Koonalda Cave is a cave in the Australian state of South Australia, on the Nullarbor Plain. It is located within the Nullarbor Wilderness Protection Area, 99 kilometres (62 mi) west of the Nullarbor roadhouse and 97 kilometres (60 mi) north east from Eucla It is notable as an archeological site.

I.D. Lewis described the cave in 1976 as:

Large doline 60m in diam. and 25m deep; talus slope to two main large passages connected by a high window; total length of cave 1200m; three lakes at -80m; narrow airspace beyond third lake leads to 45m diam. dome and lake; another 30m sump leads off this...

Thousands of square metres in the cave are covered in parallel finger-marked geometric lines and patterns, Aboriginal Australian artwork which has been dated as 20,000 years old.

The cave was abandoned 19,000 years ago, and rediscovered by archeologists in 1956. Analysis of finger markings and archaeological deposits showed that Aboriginal people used the cave 22,000 years ago.

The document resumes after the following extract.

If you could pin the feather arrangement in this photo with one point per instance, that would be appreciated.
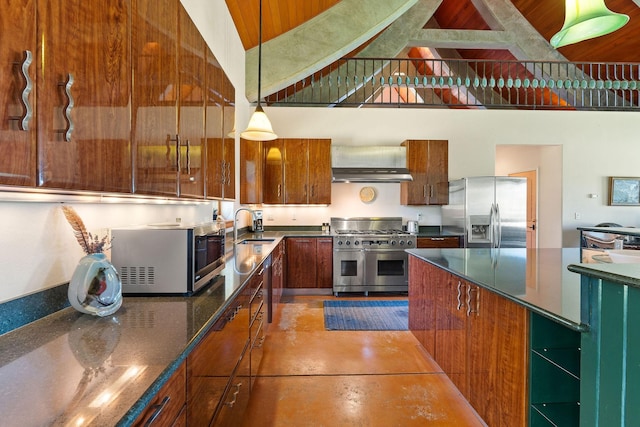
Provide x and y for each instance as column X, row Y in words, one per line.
column 89, row 243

The cave was explored by an expedition led by Captain J. M. Thompson in 1935. The team entered the cave by a ladder and found themselves in a chamber 244 metres (800 ft) in circumference and walked down tunnels over 366 metres (1,200 ft) in length.

In the 1960s, the cave was excavated by Alexandor Gallus, who found that Aboriginal people had mined flint there.

Koonalda Cave was declared a prohibited area under the South Australian Aboriginal and Historic Relics Preservation Act 1965 on 30 May 1968. It was listed on the South Australian Heritage Register on 4 March 1993 and inscribed onto the Australian National Heritage List on 15 October 2014. It was also listed on the now-defunct Register of the National Estate.

In December 2022, it was reported that some of the artwork was destroyed by vandals who had illegally gained access to the cave at some time since June, prompting calls from the local Mirning people, who consider the site to be sacred, for the state and federal governments to improve security and legal protection for the cave. In March 2023 the Australian Government pledged $400,000 to improve the security of the cave, including the installation of cameras.